Being this devoted also makes failure an infinitely more unbearable affair. At a competition in Spring 2017, Bernas overestimated the weight she could lift and failed every category. She couldn’t bend her knees all the way down for the squat, she couldn’t fully extend her arms for the overhead press and she was so discouraged by these two failures that she couldn’t even complete the deadlift that was set at a weight she’s comfortable warming up with. She left in tears before the competition even ended.
“I cried all the whole ride home,” she says. “I couldn’t stop thinking about it. I was frustrated and so embarrassed.”
The next day, Bernas went straight back to training with a renewed vigor, her determination fueled by the bitter tang of disappointment. Referencing online research on lifting techniques, she completely redesigned her training regimen, rearranging her days to alternate between pure lifting and other types of conditioning, such as yoga and sprints.
Introducing a more rigorous structure to her training, as well as a bit more variety, proved effective for Bernas. In addition to seeing her progress climb at a much steadier pace than before, she’s consistently lifted a personal best at every competition she’s been to since then.
Technical improvement doesn’t, however, mean she gets any less emotional during setbacks. And setbacks are more than common when she’s practicing for hours on end with no coach or team to rely on for support.
“When I can’t lift the bar I get mad and blame other people,” Bernas says. After staying up late one night to finish homework, she didn’t have enough energy the next day to finish her workout. Her dad, being with her in the room that day, took the full brunt of her anger. “My legs were shaking and my back was hurting and he was just there, so I started screaming and yelling at him.”
Gaining confidence
But it’s not all just frustration and anger — there’s also the good side of emotional. Noticing little signs of improvement, she says, is one of the best things about lifting.
“I had a goal to do just one pull-up.
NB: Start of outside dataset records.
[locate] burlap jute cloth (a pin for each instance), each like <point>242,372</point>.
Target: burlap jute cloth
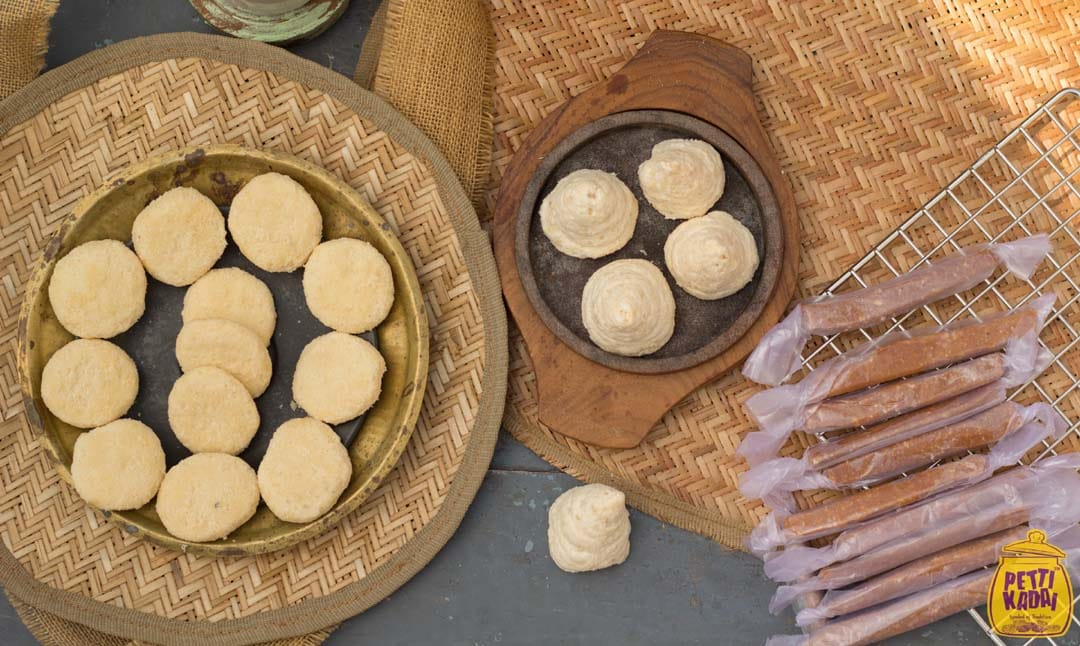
<point>871,107</point>
<point>24,25</point>
<point>70,131</point>
<point>434,62</point>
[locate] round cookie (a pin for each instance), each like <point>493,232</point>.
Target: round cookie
<point>304,471</point>
<point>628,308</point>
<point>274,223</point>
<point>683,178</point>
<point>712,256</point>
<point>228,346</point>
<point>118,466</point>
<point>589,214</point>
<point>179,236</point>
<point>211,412</point>
<point>206,496</point>
<point>338,377</point>
<point>89,382</point>
<point>234,295</point>
<point>98,290</point>
<point>348,285</point>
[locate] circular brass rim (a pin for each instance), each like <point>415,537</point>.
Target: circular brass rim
<point>404,417</point>
<point>770,223</point>
<point>302,23</point>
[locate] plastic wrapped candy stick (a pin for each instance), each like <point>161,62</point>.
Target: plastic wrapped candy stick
<point>917,575</point>
<point>859,443</point>
<point>993,425</point>
<point>806,405</point>
<point>906,352</point>
<point>997,503</point>
<point>898,617</point>
<point>782,528</point>
<point>777,355</point>
<point>1054,515</point>
<point>920,607</point>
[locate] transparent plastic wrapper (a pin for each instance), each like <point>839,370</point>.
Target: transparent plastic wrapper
<point>1054,516</point>
<point>914,577</point>
<point>882,462</point>
<point>810,405</point>
<point>784,528</point>
<point>898,617</point>
<point>920,607</point>
<point>863,442</point>
<point>777,355</point>
<point>1047,494</point>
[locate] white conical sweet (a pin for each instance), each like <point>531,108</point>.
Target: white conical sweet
<point>589,528</point>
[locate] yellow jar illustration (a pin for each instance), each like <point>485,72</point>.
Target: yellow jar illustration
<point>1030,595</point>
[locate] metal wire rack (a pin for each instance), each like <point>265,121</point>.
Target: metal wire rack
<point>1023,185</point>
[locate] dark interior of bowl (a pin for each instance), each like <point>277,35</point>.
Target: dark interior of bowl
<point>554,281</point>
<point>151,344</point>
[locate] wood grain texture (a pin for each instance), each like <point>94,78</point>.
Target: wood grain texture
<point>682,72</point>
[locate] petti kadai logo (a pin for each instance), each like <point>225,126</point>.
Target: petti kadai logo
<point>1030,594</point>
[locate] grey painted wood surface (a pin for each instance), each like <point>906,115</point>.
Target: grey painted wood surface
<point>494,582</point>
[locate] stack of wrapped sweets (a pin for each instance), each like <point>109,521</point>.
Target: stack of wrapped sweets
<point>922,441</point>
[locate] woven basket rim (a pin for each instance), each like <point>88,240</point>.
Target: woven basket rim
<point>311,615</point>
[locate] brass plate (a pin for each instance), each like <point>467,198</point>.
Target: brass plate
<point>218,172</point>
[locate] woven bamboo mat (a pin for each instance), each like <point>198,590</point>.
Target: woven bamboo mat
<point>71,131</point>
<point>871,107</point>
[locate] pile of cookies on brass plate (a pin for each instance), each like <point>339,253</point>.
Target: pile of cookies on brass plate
<point>626,306</point>
<point>98,291</point>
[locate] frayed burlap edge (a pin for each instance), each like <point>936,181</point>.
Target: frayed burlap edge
<point>396,63</point>
<point>316,614</point>
<point>26,41</point>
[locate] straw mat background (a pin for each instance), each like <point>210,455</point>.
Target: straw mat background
<point>871,107</point>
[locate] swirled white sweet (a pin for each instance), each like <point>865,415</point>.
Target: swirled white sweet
<point>628,308</point>
<point>683,178</point>
<point>589,214</point>
<point>712,256</point>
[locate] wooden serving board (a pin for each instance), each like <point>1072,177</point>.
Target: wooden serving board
<point>682,72</point>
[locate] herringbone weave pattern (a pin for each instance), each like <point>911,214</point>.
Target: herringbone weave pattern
<point>871,106</point>
<point>79,142</point>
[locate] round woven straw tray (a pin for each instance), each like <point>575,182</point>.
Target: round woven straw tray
<point>83,124</point>
<point>871,107</point>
Just one,” she says, referring to the beginning of her lifting career when completing even a single pull-up was an impossible task. One year into her training, she tried again with some unexpected results. “I tried doing a pull-up, and I actually did it. Then I tried another, and I did that too. I don’t know what happened but it was amazing.”
Confidence is a big deal to Bernas. As a girl of a less-than-imposing size, she says she’s always struggled with people taking her seriously. But while she may not look particularly self-assured when she’s sitting discreetly in class or walking timidly around the gym, there’s no mistaking the absolute certainty that rolls off of her when she picks up a barbell loaded with stacks of weight plates and manipulates it with startling ease. She looks utterly comfortable in those moments, a striking contrast against her usual demeanor.
“I like proving people wrong,” she says. “It gives me confidence about who I am.”
And this confidence is something Bernas wants to share with others. She’s been trying to get her friends into the sport, bringing them with her to the Paly weight room whenever there’s time after school.
Many of her friends have never lifted before. And when they do finally lift a bar for the first time — weights set at a fraction of the ones on Bernas’ — their eyes widen with incredulity as they realize the magnitude of a single pound and the sheer strength Bernas possesses that allows her to lift hundreds of them.
“It’s hard to explain how I do it,” Bernas says. She shrugs, and the smile that hasn’t ever fully left her lips, even as she reminisced about all the frustration and disappointment she’s faced to get to this point, disappears for a moment. “I just have to tell myself that I can.”